Flora Farms grows the produce used at the restaurant and sold at the store. (Image: Kathryn Reed)

If it had not been located on a dirt road, I’m not sure I would have believed I was in Mexico anymore. That’s what going to Flora Farms is like. I might as well have been in the United States based on the prices and concept.

This 56-acre organic farm in San Jose del Cabo provides food for the restaurant and market on-site, as well as for the homeowners. The grounds are stunning, with bananas dangling off trees in bunches, nopales cacti growing in a line like the other row crops, and herbs ready to be plucked by a sous chef. Guided tours of the garden are available.

Creative cocktails are available at the bar. (Image: Kathryn Reed)

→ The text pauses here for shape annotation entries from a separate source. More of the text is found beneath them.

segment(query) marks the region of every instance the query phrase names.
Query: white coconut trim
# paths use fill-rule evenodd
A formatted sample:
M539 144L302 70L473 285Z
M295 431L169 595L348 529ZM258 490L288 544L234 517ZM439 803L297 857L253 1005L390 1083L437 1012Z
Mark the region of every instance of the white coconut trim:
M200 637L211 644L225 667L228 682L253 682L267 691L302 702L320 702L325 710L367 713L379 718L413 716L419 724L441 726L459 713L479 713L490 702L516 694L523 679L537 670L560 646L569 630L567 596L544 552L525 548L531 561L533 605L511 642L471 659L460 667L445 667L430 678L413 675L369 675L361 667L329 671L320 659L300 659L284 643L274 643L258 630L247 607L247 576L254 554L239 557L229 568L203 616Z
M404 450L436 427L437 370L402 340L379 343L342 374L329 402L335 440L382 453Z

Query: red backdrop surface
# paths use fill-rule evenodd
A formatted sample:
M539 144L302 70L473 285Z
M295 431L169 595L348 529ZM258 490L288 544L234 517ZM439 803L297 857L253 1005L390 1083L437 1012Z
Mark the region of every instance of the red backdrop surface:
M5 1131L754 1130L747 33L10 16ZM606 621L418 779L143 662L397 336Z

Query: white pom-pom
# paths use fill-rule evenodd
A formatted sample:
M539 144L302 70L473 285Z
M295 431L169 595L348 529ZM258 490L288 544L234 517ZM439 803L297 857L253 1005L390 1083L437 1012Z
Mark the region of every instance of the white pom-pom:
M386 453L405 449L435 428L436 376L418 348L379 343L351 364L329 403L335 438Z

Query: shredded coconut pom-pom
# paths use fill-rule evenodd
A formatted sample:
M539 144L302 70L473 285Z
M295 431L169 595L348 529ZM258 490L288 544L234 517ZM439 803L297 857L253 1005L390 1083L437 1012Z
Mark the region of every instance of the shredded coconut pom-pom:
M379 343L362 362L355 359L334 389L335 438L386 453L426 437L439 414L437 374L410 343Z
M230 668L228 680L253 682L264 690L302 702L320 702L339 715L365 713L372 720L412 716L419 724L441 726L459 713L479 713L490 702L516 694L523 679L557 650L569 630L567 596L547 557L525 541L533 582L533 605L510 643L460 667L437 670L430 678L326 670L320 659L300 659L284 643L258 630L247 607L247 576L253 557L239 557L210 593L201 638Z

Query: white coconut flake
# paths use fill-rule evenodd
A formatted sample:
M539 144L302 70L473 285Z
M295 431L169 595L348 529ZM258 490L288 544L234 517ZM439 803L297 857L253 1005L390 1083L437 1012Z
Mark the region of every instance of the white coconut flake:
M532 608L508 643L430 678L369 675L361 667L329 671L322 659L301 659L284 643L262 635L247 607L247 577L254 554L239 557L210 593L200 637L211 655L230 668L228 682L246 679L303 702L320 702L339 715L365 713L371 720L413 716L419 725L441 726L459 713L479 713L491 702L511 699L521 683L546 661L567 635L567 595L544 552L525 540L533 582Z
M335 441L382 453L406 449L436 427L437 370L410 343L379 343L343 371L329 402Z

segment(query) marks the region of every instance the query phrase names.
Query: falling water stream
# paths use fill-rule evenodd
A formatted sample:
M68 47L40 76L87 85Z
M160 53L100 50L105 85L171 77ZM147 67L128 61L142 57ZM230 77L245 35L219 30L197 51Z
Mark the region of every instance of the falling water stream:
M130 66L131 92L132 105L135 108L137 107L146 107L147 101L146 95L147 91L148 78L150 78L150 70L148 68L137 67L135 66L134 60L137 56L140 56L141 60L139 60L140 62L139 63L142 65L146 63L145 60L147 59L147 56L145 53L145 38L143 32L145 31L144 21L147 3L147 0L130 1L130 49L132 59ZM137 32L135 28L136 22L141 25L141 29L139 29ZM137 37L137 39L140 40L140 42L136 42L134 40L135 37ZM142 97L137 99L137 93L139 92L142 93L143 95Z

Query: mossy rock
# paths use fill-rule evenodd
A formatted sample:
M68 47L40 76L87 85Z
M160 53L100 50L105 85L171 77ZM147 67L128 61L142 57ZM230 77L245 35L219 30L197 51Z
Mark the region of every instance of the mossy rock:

While I enthusiastically embrace the farm-to-table concept, the feel of Flora Farms was a bit off putting, even though in some ways it is impressive. It felt a bit like a tourist trap. Like a place only visited by white people. Other than workers, only white people were there. This isn’t to say Mexicans with money don’t go there. Money, though, is definitely what you need. The fact everything was in English was telling.

Flora Farms offers cooking classes for the public. This week people could have paid $115 to learn how to prepare roasted vegetable tacos. This included lunch and a cocktail. As a vegetarian, let me tell you this would be a rip off.

The Farmarita is their version of a margarita. (Image: Kathryn Reed)

A cocktail is all I’ve had at Flora Farms. While my Farmarita was unique (it’s made with heirloom carrot juice), it wasn’t worth $15 (U.S.).

What I didn’t know until going to Flora Farms in January is that people live there. This is from Flora Farm’s website, “The limited remaining inventory is for sale, however is [stet] available only to those who receive a private invitation.” It’s that exclusive. Residents at least have a private pool.

Nopal in the garden at Flora Farms. (Image: Kathryn Reed)

It doesn’t cost money to walk through the grounds, check out the restaurant, bar and little store. It’s a bit of a drive, though. A few stores are in the compound – selling soaps, clothing and other goods. There is also a spa.

Even though I didn’t eat there, I’m still wondering what all the hype is about. I had Airbnb guests rave about Flora Farms, even leaving behind some of the granola and mango jam for me. The granola tasted like any I’ve had from a grocery store and the jam wasn’t as good as what my friend, Jill, makes.